Yohan Blake is his training partner btw, they run at the same club together. Several other sprinters coached coached by Mills have tested positive over the years. Outside of Bolt you'd be hard pushed to find a top Jamaican sprinter who hasn't.

It should also be noted that Bolt started out as a 200m specialist and didn't switch to the 100m until a year or so before the Beijing Olympics, where he went on to smash the world record.
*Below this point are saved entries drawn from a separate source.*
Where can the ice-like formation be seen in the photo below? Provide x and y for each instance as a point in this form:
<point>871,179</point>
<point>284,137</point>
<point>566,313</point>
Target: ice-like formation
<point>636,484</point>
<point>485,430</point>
You guys can believe him if you want to. I'm not trying to prove anything, just pointing out why I'm suspicious. I like Usain Bolt and in a funny sort of way I hope he never does get caught, but I have a very hard time believing that the only clean athlete in the race is also the fastest.

edit:

If you want some more detail, this is a pretty good read:

http://www.letsrun.com/forum/flat_read. ... 768&page=7

Turns out that Bolt has a notorious drugs expert on the payroll, one who was implicated in BALCO and worked with several other top sprinters who subsequently failed doping tests. I'm sure it's all above board though... :rolleyes:

Oh, and this from the comments below:

Just look up the IAAF 200m results for the period of 2005-2008 and count the times in 2005-2007 when Bolt finished second. He was a consistent 19.9 guy--FOR SEVERAL YEARS--with the exception of one race in Jamaica (their NC I think) where he ran 19.75.

In meet after meet, Usain would get out ahead in a 200...and his good friend Wallace Spearmon would run him down from behind. In 2007, Bolt lost to Spearmon in New York, in Sheffield, and he lost to Gay in Osaka.

Then, suddenly, in 2008 Bolt was untouchable...and the margin was huge.

Without phamacology, it doesn't work that way.